Я некоторое время смотрела на него.
Мне доводилось слышать разные объяснения. Разные мотивы. Разные логические конструкции, которые внутри чьей-то головы выглядели совершенно стройно, а снаружи напоминали архитектуру эпохи позднего авангарда – смело, самобытно и совершенно непригодно для проживания. Но «он украл мой рецепт, я забрал его велосипед» – это было что-то новое. Свежее. Почти освежающее, как квас в июльскую жару. Тематически, кстати, уместное.
Я открыла блокнот.
– У Вас есть доказательства того, что он украл Ваш рецепт? – спросила я. – Свидетели? Документы? Хоть что-то материальное, что может подтвердить Вашу позицию?
Семен открыл рот.
– Потому что, – продолжила я, не давая ему вставить слово раньше времени, – это, во-первых. Во-вторых: Вы совершили противоправное действие в отношении чужой собственности. Статья соответствующая, последствия – вполне конкретные, и никакой рецепт – будь он хоть трижды золотым, хоть зафиксированным на скрижалях – не является юридическим основанием для самостоятельного изъятия чужого имущества. Если Вы были уверены, что Ваш рецепт украли, – я сделала паузу, давая словам осесть, – существует управление полиции. Оно работает. Там сидят люди, в том числе, как выяснилось, и я. И именно для того, чтобы подобные ситуации не решались в девять вечера у чужого забора путем уголовно наказуемой самодеятельности.
Чайник закипел.
Семен смотрел на меня с видом человека, которому только что объяснили, что его безупречная жизненная логика имеет ряд процессуальных изъянов.
– Про забор – это тоже в заявлении? – спросил он после паузы.
Я посмотрела на него.
– Тополев Валентин Николаевич – человек обстоятельный, – сказала я.
Семен налил воду в кружку из закипевшего чайника, и с видом человека, смирившегося с неотвратимостью бытия, присел на табуретку. Табуретка скрипнула. Или это скрипнула его совесть – в старых домах акустика обманчивая.
– Вы меня теперь арестуете? – спросил он, не поднимая взгляда.
Я мысленно взвесила варианты. С одной стороны – самоуправство, чужое имущество, статья вполне конкретная. С другой – велосипед «Рифей», рецепт кваса, забор на дачном участке. Это было мое первое дело в Вереске. Первое.
Я видела вещи, от которых у нормального человека волосы встают дыбом и остаются так навсегда. И вот я сижу на кухне, пропитанной запахом хлеба и солода, напротив мужчины, который совершил велосипедный самосуд во имя кулинарной справедливости.
Вереск – это отдельный разговор.
– Если сегодня, по возвращении с работы, Тополев обнаружит свой велосипед на месте, – сказала я, – будем считать, что Вы отделались предупреждением.
Семен поднял голову.

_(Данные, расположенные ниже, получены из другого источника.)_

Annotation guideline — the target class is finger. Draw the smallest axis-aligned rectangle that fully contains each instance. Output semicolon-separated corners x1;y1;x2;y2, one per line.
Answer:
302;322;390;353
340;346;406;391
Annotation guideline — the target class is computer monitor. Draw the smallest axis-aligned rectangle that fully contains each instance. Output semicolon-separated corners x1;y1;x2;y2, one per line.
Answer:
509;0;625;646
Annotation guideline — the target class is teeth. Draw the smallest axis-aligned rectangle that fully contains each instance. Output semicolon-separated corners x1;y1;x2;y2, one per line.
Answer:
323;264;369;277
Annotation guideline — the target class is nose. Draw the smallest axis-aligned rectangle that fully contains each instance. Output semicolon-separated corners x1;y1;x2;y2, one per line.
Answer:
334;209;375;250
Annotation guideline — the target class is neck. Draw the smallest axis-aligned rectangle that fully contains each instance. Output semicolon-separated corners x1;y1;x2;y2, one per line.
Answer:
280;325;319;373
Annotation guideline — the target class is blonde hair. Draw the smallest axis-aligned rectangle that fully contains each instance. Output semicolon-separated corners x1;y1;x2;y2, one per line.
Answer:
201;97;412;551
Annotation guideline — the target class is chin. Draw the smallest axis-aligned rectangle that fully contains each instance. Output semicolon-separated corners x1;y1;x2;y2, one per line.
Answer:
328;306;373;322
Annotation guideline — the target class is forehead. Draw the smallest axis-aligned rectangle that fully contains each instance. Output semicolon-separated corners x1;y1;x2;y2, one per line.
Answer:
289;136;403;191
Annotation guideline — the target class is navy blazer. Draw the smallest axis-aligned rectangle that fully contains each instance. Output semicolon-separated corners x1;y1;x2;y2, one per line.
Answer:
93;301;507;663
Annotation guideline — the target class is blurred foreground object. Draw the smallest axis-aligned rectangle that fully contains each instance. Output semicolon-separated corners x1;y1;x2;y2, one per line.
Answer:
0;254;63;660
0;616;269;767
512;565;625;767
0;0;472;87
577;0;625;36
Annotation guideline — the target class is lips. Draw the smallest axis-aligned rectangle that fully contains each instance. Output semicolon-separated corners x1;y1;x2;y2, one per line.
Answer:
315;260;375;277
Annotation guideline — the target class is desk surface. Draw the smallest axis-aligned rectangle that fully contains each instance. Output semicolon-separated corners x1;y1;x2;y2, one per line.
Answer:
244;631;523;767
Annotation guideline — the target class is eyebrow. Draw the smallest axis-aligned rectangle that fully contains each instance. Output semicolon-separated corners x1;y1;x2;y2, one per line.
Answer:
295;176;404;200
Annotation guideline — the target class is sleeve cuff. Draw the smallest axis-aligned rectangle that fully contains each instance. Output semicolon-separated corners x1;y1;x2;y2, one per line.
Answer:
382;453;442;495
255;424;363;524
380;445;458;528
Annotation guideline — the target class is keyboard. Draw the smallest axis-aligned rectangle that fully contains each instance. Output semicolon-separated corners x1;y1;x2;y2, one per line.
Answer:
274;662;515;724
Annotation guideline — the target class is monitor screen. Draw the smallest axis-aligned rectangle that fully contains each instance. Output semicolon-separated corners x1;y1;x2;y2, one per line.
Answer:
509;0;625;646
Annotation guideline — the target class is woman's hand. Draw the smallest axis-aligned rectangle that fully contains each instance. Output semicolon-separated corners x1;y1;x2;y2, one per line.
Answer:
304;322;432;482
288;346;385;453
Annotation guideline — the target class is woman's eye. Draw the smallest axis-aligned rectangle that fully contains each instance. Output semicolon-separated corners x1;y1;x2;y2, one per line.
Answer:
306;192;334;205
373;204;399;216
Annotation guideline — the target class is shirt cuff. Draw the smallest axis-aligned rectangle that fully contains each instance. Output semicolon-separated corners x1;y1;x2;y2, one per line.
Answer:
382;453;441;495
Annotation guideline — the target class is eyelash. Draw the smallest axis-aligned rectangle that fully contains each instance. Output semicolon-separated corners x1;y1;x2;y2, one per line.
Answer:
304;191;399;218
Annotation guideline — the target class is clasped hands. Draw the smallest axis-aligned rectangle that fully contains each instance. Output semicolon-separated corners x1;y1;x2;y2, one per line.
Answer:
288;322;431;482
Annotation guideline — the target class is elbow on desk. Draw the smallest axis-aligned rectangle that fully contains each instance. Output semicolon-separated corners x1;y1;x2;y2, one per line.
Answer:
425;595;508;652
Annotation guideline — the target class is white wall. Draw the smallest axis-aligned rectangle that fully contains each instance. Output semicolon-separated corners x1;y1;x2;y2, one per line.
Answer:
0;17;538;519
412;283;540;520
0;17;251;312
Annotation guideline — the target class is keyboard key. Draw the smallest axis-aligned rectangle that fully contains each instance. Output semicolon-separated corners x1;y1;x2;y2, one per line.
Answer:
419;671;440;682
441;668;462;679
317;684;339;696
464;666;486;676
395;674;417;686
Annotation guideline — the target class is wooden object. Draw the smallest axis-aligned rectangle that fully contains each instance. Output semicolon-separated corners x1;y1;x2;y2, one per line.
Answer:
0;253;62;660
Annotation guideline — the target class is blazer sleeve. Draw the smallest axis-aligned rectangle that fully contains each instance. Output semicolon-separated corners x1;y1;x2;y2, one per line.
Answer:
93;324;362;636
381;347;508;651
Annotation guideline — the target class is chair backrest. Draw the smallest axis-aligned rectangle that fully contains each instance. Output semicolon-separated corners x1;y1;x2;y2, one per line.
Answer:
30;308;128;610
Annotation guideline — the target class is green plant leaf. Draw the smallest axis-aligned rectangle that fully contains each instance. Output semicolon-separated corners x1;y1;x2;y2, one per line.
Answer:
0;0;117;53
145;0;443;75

В глазах мелькнуло что-то, что в другом контексте я бы назвала надеждой, а в этом – назову осторожным оптимизмом человека, который только что понял, что скала, на которую он летел, все-таки немного сдвинулась в сторону.
– Я Вас услышал, – кивнул он. – Я верну велосипед.
– Отлично. – Я закрыла блокнот.
Встала, одернула пиджак и пошла на выход. Семен поплелся следом, с видом слегка повеселевшим, почти воздушным. Человек, с плеч которого только что сползла перспектива задержания за самоуправство, двигается именно так: немного вприпрыжку внутри, снаружи – изо всех сил сохраняя достоинство. Я этот тип реакции изучила досконально. В особо тяжких, впрочем, финал разговора редко сопровождался таким облегчением, там облегчение у фигуранта наступало разве что от того, что я уходила, не предъявив ничего сверх ожидаемого.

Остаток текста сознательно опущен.